Re: byte stream vs char stream buffer
On 5/11/2014 12:34 PM, Robert Klemme wrote:
1. You are never transferring those bytes to Java land (i.e. into a byte
or byte[] which is allocated on the heap) - data stays in native land.
2. You are not reading chars and hence also do not do the character
decoding.
Yes, I knew the data was "mostly ascii" and therefore I didn't have to
do character decoding. An efficient UTF-8 converter shouldn't be much
more complicated however.
I appear to be counting word lengths in the file, I'm not sure why at
this point.
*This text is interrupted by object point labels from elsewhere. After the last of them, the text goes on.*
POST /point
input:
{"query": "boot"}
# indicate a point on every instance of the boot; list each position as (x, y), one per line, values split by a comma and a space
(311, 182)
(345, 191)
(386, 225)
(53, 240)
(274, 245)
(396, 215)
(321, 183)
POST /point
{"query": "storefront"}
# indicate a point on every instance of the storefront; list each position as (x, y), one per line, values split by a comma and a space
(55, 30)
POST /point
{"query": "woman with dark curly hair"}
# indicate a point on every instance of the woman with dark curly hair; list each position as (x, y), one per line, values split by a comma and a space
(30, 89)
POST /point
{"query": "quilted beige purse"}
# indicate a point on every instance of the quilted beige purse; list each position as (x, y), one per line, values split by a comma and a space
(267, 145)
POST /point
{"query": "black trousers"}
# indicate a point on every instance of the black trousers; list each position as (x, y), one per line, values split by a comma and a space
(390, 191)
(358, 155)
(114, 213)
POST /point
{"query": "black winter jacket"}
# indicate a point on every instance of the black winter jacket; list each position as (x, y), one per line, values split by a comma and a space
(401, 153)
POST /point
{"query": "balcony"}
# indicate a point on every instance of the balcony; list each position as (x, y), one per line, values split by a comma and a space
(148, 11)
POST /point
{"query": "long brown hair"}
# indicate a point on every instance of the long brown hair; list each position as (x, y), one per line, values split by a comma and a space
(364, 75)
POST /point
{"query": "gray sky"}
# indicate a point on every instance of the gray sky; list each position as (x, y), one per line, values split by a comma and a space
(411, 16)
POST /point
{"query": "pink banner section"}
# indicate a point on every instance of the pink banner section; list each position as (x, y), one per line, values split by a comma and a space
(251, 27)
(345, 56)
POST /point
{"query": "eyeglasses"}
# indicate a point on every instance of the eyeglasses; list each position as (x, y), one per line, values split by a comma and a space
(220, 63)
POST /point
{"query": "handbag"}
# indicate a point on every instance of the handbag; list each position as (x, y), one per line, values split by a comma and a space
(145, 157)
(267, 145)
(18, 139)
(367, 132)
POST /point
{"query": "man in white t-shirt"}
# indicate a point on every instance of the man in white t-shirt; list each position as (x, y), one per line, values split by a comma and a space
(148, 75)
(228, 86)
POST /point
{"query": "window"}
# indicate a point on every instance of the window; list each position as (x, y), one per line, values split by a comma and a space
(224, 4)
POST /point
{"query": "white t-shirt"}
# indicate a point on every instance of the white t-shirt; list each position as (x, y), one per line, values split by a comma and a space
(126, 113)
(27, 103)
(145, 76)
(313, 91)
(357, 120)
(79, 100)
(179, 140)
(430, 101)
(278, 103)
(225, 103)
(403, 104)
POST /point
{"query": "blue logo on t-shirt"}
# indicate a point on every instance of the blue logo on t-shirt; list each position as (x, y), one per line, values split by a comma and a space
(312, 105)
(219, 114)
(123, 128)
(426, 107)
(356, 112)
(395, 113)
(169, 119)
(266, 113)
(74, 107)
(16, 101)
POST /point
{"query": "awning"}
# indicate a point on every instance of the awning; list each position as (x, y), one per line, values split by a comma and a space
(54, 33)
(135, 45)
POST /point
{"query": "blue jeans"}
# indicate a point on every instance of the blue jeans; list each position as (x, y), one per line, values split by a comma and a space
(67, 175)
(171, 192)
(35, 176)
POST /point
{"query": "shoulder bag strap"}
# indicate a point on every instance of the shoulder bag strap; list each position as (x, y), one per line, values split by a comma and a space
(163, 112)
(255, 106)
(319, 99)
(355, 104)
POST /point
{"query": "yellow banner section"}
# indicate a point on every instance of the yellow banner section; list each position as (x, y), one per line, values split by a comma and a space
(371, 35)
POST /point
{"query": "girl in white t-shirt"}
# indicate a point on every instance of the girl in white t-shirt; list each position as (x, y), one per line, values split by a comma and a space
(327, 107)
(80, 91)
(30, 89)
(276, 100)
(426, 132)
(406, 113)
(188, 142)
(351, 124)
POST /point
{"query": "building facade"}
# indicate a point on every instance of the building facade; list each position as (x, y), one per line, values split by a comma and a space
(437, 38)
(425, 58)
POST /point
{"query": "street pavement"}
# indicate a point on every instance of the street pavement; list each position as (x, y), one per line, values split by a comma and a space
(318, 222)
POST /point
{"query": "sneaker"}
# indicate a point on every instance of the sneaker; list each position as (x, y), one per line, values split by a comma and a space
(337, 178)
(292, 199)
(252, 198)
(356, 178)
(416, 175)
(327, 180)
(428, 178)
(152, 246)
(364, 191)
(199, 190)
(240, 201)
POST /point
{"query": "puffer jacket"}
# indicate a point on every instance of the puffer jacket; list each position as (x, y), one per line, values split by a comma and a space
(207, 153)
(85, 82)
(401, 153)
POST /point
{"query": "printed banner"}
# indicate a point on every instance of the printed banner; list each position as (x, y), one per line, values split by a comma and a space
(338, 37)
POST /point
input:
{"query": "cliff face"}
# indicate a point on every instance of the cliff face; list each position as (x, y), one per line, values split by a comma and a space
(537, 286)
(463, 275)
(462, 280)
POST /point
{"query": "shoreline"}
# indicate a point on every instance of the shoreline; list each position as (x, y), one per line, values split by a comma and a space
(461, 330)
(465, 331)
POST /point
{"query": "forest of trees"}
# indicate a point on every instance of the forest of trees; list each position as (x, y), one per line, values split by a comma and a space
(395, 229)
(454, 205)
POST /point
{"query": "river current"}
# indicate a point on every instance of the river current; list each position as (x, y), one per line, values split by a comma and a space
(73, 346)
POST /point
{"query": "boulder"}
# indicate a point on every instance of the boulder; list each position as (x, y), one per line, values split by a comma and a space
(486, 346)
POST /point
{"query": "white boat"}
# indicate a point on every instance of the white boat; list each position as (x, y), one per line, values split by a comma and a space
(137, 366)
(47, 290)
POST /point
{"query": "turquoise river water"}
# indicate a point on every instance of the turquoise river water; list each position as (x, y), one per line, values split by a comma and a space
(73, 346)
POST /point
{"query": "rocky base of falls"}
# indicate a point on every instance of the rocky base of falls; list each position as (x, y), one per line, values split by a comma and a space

Some more found code:
FileInputStream fins = new FileInputStream( path.toFile() );
FileByteBufferInputStream fbbins =
new FileByteBufferInputStream( fins );
int charRead;
HashedHistogram histogram = new HashedHistogram();
charRead = fbbins.read();
StringBuilder sb = new StringBuilder();
while( charRead != -1 )
{
if( charRead < 128 && !Character.isWhitespace( charRead ) ) {
sb.append( (char) charRead );
charRead = fbbins.read();
} else {
histogram.add( sb.toString() );
sb.delete( 0, sb.length() );
while( (Character.isWhitespace( (charRead =
fbbins.read() )) ||
charRead >= 128) && charRead != -1 )
{
// nothing
}
}
}
System.out.println( histogram.size() + " words" );
Entry<Comparable,Integer>[] entries =
histogram.getSortedEntries();
System.out.println( "Bottom words:" );
for( int i = 0; i < 20; i++ )
System.out.println( entries[i].getKey()+",
"+entries[i].getValue() );
System.out.println( "Top words:" );
for( int i = entries.length-1; i > entries.length-41; i-- )
System.out.println( entries[i].getKey()+",
"+entries[i].getValue() );
Kind of ugly, but that's what I have.